Book sellers and writers rejoice! E-readers and tablets have readers reading far more—not to mention feeling excited to say so—according to an April 4 report from the Pew Internet & American Life Project, funded by a grant from the Bill & Melinda Gates Foundation.
Holiday sales of these devices caused their market shares to nearly double between just mid-December 2011 and early January 2012, the research institute revealed in a separate report released Jan. 23. For this reason, Pew doubled back on some of the questions it began pursuing in November for this latest report about the public’s reading habits, their consumption of print books and ebooks and their attitudes about the changing ways books are made available.
In November, Pew found 17 percent of American adults had read an ebook. In February, that figure jumped to 21 percent.
“Those who have taken the plunge into reading ebooks,” Pew reports, “stand out in almost every way from other kinds of readers.”

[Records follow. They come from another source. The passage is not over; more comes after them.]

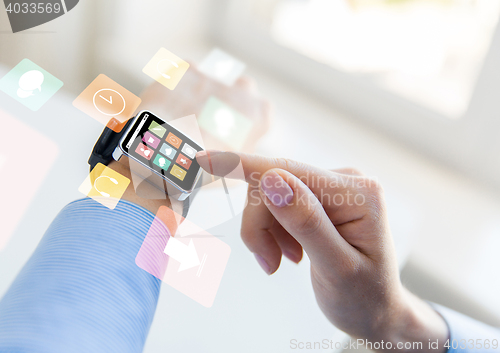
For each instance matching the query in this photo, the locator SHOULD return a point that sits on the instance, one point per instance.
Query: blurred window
(428, 51)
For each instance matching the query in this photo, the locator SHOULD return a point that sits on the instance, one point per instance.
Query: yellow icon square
(166, 68)
(178, 172)
(105, 186)
(104, 99)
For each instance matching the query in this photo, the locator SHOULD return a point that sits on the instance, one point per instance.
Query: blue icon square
(168, 151)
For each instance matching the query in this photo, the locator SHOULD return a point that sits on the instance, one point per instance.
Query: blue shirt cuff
(81, 290)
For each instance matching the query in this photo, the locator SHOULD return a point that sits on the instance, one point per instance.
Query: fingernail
(263, 264)
(291, 256)
(276, 189)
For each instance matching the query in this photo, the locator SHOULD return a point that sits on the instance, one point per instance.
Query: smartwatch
(160, 153)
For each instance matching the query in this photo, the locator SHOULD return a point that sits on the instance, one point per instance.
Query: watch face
(164, 149)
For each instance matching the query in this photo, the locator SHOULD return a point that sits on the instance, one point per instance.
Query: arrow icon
(185, 254)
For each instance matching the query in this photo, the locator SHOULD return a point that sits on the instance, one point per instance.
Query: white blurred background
(405, 90)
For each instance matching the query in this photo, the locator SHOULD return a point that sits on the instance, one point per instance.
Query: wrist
(130, 194)
(412, 325)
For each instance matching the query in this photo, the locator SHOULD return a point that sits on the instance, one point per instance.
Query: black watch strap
(106, 144)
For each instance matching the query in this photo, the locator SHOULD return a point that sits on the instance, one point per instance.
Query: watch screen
(164, 149)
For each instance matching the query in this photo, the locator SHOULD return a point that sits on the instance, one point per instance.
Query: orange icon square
(104, 99)
(183, 161)
(173, 140)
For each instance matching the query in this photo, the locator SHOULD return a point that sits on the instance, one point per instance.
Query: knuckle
(311, 223)
(287, 164)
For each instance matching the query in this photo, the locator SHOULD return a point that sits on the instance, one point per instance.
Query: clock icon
(109, 102)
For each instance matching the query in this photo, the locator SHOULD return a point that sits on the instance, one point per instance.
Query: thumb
(301, 214)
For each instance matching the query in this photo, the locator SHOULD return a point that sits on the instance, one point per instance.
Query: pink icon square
(144, 151)
(151, 139)
(193, 261)
(17, 186)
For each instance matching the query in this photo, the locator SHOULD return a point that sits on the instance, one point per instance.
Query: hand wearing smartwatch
(155, 152)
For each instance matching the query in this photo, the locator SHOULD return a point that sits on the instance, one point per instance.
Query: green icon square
(225, 123)
(157, 129)
(30, 85)
(162, 162)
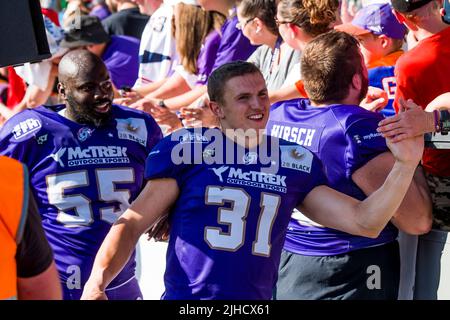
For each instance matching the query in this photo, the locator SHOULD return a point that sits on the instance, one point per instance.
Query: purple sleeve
(207, 57)
(233, 45)
(363, 143)
(316, 178)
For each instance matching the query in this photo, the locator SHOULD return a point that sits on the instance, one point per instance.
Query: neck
(271, 40)
(248, 139)
(125, 5)
(225, 7)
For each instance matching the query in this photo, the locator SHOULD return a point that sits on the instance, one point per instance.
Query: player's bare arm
(154, 201)
(367, 218)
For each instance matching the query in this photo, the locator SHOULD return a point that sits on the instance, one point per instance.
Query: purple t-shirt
(82, 178)
(121, 58)
(344, 138)
(233, 45)
(207, 57)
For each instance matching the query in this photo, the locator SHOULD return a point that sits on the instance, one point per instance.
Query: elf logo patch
(26, 127)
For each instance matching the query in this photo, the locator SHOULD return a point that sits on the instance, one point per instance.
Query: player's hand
(198, 117)
(410, 122)
(92, 292)
(440, 102)
(407, 151)
(127, 98)
(5, 112)
(160, 230)
(375, 100)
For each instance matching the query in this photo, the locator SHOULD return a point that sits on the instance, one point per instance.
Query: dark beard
(87, 114)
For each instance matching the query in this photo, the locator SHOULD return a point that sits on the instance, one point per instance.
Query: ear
(259, 25)
(357, 81)
(216, 109)
(293, 29)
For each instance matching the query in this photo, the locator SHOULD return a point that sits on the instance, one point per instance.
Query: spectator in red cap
(381, 38)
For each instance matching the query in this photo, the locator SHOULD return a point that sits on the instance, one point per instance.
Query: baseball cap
(89, 31)
(377, 19)
(408, 5)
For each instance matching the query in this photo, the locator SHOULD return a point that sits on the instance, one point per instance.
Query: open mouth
(103, 107)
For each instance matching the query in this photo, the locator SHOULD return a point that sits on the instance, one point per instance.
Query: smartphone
(446, 17)
(124, 89)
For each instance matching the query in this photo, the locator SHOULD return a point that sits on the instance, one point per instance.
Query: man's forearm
(113, 254)
(375, 211)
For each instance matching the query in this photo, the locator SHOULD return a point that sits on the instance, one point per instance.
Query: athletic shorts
(128, 290)
(365, 274)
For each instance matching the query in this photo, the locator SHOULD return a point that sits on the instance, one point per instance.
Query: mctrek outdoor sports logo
(94, 155)
(255, 179)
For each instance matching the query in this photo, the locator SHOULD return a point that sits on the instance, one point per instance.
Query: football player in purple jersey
(86, 159)
(319, 262)
(228, 218)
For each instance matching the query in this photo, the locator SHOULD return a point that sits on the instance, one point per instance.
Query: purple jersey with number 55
(83, 178)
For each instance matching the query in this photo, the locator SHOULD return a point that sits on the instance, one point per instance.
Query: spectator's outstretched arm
(441, 102)
(412, 120)
(153, 202)
(367, 218)
(414, 214)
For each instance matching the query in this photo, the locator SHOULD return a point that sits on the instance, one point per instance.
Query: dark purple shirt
(344, 138)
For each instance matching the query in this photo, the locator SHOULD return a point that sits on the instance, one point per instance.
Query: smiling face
(86, 89)
(245, 103)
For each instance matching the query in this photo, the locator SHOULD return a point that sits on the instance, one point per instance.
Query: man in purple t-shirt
(323, 263)
(86, 159)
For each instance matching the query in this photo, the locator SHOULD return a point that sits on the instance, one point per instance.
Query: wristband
(444, 122)
(437, 127)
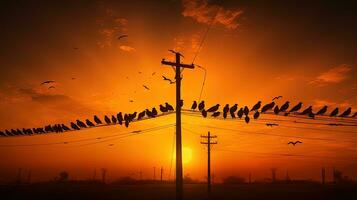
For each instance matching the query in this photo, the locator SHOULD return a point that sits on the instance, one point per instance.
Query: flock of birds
(214, 111)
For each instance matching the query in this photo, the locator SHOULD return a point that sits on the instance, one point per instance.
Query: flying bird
(296, 108)
(256, 106)
(284, 107)
(122, 36)
(277, 97)
(268, 106)
(194, 105)
(346, 112)
(47, 82)
(334, 112)
(167, 79)
(201, 106)
(322, 111)
(294, 143)
(213, 108)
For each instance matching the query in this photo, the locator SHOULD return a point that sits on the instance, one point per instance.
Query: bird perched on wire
(322, 111)
(307, 111)
(256, 106)
(346, 112)
(107, 120)
(122, 36)
(284, 107)
(225, 111)
(334, 112)
(204, 113)
(47, 82)
(89, 123)
(201, 106)
(169, 80)
(213, 108)
(81, 124)
(216, 114)
(163, 108)
(277, 97)
(294, 143)
(194, 105)
(256, 115)
(97, 120)
(296, 108)
(268, 106)
(169, 107)
(240, 113)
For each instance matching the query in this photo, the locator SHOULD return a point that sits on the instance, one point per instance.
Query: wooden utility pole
(208, 142)
(178, 66)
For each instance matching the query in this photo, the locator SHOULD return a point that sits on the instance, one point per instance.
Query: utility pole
(178, 66)
(208, 143)
(161, 172)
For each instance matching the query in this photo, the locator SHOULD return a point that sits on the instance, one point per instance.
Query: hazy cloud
(334, 75)
(203, 12)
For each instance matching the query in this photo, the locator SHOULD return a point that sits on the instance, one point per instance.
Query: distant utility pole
(179, 175)
(208, 142)
(161, 172)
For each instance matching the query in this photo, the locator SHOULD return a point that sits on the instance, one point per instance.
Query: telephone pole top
(178, 66)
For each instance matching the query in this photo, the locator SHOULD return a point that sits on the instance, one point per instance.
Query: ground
(167, 191)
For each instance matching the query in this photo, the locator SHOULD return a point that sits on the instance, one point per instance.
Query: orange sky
(254, 51)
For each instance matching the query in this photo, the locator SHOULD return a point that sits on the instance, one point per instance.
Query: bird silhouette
(142, 114)
(89, 123)
(81, 124)
(271, 124)
(213, 108)
(169, 107)
(268, 106)
(322, 111)
(296, 108)
(216, 114)
(346, 112)
(247, 119)
(276, 110)
(122, 36)
(162, 108)
(246, 110)
(334, 112)
(201, 106)
(167, 79)
(294, 143)
(307, 111)
(47, 82)
(354, 115)
(256, 115)
(194, 105)
(97, 120)
(65, 128)
(74, 126)
(256, 106)
(120, 118)
(277, 97)
(240, 113)
(225, 111)
(107, 120)
(204, 113)
(284, 107)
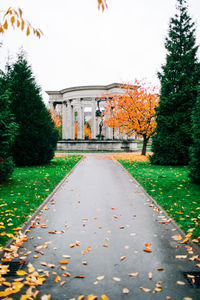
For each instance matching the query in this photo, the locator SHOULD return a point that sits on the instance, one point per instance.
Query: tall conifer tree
(36, 140)
(194, 165)
(179, 79)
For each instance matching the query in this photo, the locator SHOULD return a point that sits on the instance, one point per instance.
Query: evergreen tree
(194, 165)
(7, 133)
(37, 137)
(179, 79)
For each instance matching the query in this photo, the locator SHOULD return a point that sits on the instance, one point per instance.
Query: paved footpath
(102, 219)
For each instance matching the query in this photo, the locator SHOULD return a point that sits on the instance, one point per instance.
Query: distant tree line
(27, 132)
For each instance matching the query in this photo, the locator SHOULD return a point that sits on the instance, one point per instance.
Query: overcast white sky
(83, 46)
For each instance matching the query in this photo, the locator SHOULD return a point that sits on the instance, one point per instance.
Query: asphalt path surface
(99, 221)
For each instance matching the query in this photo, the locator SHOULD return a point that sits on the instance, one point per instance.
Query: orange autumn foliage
(133, 112)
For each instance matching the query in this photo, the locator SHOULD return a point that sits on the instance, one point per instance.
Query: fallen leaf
(126, 291)
(64, 262)
(180, 282)
(100, 278)
(21, 273)
(147, 250)
(116, 279)
(177, 237)
(104, 297)
(66, 256)
(185, 241)
(122, 258)
(92, 297)
(181, 256)
(145, 290)
(66, 274)
(81, 297)
(133, 274)
(46, 297)
(57, 278)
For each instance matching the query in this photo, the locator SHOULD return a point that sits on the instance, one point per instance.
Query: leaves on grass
(133, 274)
(126, 291)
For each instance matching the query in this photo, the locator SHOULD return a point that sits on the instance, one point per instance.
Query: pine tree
(194, 165)
(37, 137)
(7, 133)
(179, 79)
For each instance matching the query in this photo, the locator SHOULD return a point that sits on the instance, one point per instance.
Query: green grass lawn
(172, 190)
(27, 189)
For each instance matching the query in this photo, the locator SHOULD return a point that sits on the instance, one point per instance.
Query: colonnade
(70, 107)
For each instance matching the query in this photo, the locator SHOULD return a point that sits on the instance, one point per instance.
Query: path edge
(190, 243)
(27, 224)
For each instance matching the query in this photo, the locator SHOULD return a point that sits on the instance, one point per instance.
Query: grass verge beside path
(172, 190)
(27, 189)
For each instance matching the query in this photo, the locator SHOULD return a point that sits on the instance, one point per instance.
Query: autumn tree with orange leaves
(14, 17)
(134, 112)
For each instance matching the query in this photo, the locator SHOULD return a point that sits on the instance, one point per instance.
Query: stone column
(109, 133)
(73, 124)
(80, 121)
(93, 125)
(69, 120)
(64, 120)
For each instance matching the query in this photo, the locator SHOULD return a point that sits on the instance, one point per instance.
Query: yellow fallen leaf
(46, 297)
(126, 291)
(62, 283)
(81, 297)
(64, 262)
(116, 279)
(21, 272)
(145, 290)
(104, 297)
(133, 274)
(122, 258)
(158, 289)
(177, 237)
(180, 282)
(147, 250)
(181, 256)
(92, 297)
(185, 241)
(66, 274)
(100, 278)
(57, 278)
(31, 269)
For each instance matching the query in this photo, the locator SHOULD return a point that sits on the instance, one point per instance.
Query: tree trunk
(144, 146)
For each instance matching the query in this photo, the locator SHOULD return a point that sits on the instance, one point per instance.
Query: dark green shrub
(194, 165)
(37, 137)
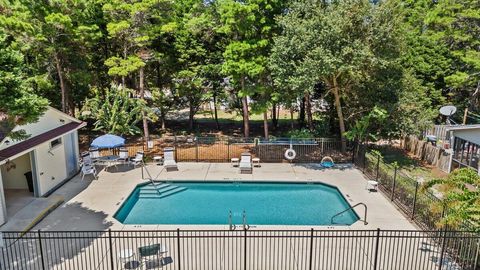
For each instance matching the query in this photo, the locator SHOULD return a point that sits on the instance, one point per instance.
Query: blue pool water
(210, 203)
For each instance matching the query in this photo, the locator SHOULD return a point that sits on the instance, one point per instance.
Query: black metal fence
(242, 250)
(421, 206)
(222, 149)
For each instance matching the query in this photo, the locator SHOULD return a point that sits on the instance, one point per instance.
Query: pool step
(163, 189)
(154, 188)
(164, 192)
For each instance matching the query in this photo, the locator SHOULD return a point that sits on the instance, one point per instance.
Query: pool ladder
(232, 226)
(351, 208)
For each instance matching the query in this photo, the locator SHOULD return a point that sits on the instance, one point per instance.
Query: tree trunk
(142, 96)
(301, 116)
(63, 87)
(191, 114)
(308, 108)
(162, 120)
(274, 116)
(265, 124)
(246, 125)
(341, 121)
(215, 111)
(291, 118)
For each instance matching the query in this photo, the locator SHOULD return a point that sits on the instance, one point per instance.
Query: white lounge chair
(137, 160)
(122, 156)
(86, 159)
(246, 163)
(94, 154)
(89, 169)
(169, 159)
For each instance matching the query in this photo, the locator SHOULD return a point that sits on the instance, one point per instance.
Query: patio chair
(122, 156)
(89, 169)
(94, 154)
(145, 254)
(327, 162)
(137, 160)
(86, 159)
(169, 159)
(246, 163)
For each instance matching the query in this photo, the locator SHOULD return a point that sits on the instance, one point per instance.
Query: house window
(466, 154)
(55, 143)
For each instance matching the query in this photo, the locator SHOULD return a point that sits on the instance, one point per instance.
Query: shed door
(70, 154)
(3, 206)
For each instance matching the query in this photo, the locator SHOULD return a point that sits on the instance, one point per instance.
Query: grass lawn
(234, 116)
(410, 165)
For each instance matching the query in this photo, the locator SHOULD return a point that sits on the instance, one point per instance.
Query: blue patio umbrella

This novel group tends to be avid readers of books in all formats; 88 percent of those who read ebooks had also read printed books in the last year. They read for a variety of reasons, and they’re more likely to buy their books, rather than borrow them. Plus, they just read a whole lot more books.
“Some 78 percent of those ages 16 and older say they read a book in the past 12 months. Those readers report they have read an average [or mean number] of 17 books in the past year and eight books as a median (midpoint) number,” says the report.
“Those who read ebooks report they have read more books in all formats. They reported an average of 24 books in the previous 12 months and had a median of 13 books,” according to the Pew report. “Those who do not read ebooks say they averaged 15 books in the previous year and the median was six books.”
Interestingly, Pew researchers added, “There were not major differences between tablet owners and non-owners when it came to the volume of books they say they had read in the last year.”
Still, 41 percent of tablet owners said they read more “since the advent of e-content,” and 35 percent of e-reader owners said the same.
And whether they owned a tablet or an e-reader, both groups said they’re reading more now. In fact, the longer they’ve owned their device, the more likely they were to say they’re reading more now. Among those who’ve had their device for less than six months, 35 percent said they’re reading more, versus 41 percent of those who’ve owned either device for more than a year.
Men who own e-reading devices were “particularly likely” to say they’re reading more.
Ebooks are also finding readers, Pew found, in those without the latter-two devices. It found 29 percent of readers of ebooks to be consuming them on their mobile phones and 42 percent to be reading on their computers.
In summary, the most likely readers of ebooks are those under 50-years-old, with some college education and living in households earning more than $50,000.
As for the holdouts, those people without either a tablet or an e-reader? They said they didn’t want or need one; they couldn’t afford one; they have enough digital stuff already; or, simply, that they prefer printed books.